Qua, in ferie, non ci andiamo.

E certo che lo sappiamo, che scriver delle cose interessanti ad agosto, che non le leggerà nessuno, dispiace un po’, allora mi son detto, ad agosto scrivo solo delle cazzate.

Poi mi conoscete, io mi dico scrivo solo delle cazzate, e poi escon fuori contenuti altissimi, di una liricità mai vista altrove.

Eh, si vede siete abituati male.

Ieri m’arriva un tizio in casa, mi dice son venuto a tagliar l’erba.

Io, certo, faccia pure, gli ho detto, ma dentro pensavo che io un prato non ce l’ho mica, questo è un appartamento.

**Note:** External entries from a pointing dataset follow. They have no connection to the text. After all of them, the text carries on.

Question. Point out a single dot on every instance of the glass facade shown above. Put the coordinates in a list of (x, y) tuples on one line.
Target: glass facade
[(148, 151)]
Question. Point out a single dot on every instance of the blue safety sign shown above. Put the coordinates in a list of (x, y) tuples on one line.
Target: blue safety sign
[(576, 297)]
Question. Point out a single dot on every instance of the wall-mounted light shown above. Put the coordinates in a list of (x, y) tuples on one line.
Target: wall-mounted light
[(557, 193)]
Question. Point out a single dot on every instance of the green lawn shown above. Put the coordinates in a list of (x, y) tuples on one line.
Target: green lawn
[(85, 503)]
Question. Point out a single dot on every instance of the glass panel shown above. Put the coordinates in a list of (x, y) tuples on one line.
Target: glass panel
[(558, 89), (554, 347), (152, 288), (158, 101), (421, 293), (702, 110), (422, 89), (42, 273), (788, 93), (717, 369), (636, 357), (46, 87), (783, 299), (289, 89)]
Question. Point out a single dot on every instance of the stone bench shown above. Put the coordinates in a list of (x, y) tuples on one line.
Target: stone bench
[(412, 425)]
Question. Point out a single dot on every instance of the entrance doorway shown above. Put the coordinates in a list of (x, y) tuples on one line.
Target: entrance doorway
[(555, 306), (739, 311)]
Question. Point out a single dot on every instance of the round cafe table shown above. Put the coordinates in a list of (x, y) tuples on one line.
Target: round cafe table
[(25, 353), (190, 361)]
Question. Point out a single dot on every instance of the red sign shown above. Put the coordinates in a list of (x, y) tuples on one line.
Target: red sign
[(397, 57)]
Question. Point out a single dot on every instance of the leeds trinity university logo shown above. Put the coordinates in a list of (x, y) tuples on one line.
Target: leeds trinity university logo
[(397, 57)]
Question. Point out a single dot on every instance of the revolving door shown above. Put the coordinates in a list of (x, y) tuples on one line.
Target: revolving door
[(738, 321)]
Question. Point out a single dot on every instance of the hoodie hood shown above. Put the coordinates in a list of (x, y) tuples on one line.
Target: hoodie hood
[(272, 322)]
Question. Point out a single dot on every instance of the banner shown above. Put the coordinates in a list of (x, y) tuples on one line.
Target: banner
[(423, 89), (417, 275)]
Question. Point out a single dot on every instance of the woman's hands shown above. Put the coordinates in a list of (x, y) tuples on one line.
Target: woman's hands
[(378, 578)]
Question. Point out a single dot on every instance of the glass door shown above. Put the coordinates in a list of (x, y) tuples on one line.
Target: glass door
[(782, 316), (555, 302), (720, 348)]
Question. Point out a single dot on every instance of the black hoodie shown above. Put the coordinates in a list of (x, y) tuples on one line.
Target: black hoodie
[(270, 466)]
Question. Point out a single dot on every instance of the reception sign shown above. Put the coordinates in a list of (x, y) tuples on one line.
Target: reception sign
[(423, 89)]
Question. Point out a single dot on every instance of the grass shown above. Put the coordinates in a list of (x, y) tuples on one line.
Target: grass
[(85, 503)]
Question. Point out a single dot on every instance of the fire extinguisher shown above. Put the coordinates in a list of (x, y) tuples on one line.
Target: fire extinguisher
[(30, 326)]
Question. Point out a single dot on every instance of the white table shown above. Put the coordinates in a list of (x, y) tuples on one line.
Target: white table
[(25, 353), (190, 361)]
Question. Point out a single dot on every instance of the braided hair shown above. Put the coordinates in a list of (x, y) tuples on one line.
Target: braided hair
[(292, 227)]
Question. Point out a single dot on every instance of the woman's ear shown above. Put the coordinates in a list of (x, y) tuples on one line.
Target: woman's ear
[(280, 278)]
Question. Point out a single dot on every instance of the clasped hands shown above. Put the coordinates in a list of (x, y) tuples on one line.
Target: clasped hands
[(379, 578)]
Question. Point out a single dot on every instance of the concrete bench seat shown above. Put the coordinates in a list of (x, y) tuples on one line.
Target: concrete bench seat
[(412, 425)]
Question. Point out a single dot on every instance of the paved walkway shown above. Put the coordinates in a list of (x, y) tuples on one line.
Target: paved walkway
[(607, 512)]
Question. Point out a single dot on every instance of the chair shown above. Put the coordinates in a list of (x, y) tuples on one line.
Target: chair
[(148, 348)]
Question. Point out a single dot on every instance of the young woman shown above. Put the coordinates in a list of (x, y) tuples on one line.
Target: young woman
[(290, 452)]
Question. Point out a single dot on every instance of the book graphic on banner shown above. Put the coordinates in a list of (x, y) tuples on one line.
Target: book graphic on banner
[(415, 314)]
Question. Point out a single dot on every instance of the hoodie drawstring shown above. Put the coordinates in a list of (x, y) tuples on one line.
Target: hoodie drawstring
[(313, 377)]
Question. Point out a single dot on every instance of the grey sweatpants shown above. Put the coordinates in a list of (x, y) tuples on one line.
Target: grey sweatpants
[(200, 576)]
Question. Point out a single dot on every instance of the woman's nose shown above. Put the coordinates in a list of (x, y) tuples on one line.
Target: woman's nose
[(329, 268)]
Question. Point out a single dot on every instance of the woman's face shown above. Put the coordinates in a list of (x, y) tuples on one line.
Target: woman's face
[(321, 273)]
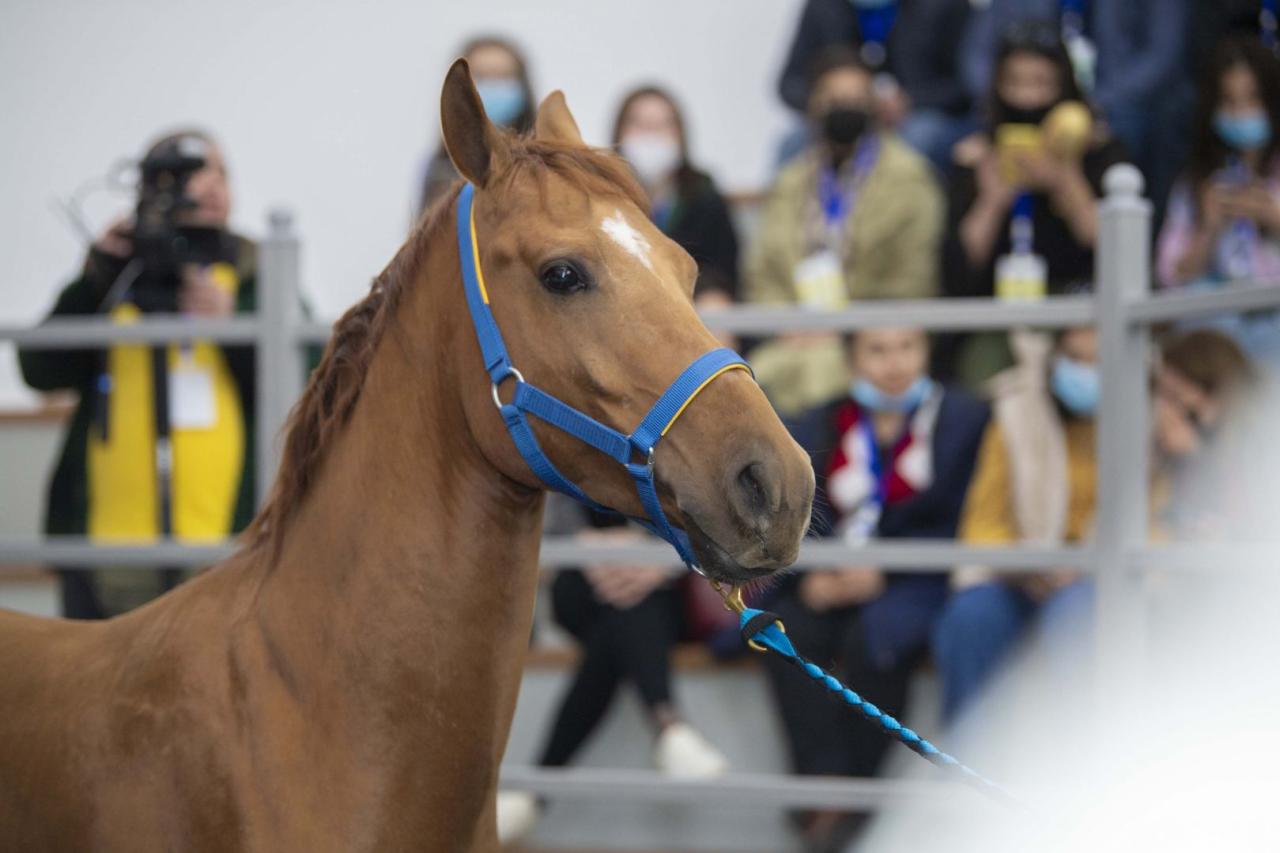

Sono andato di là, mi son fatto un caffè, mentre quello lì faceva un chiasso insopportabile ma io, che delle volte ascolto anche delle musiche che a dirla tutta un po’ ci assomigliano, al rumore del decespugliatore, mi son addormentato.

Poi, quando mi son svegliato, quel tizio era andato via, si vede aveva finito, ho la bocca tutta impastata.

Sta a vedere che s’è dimenticato di tagliarmi l’erba dalla bocca.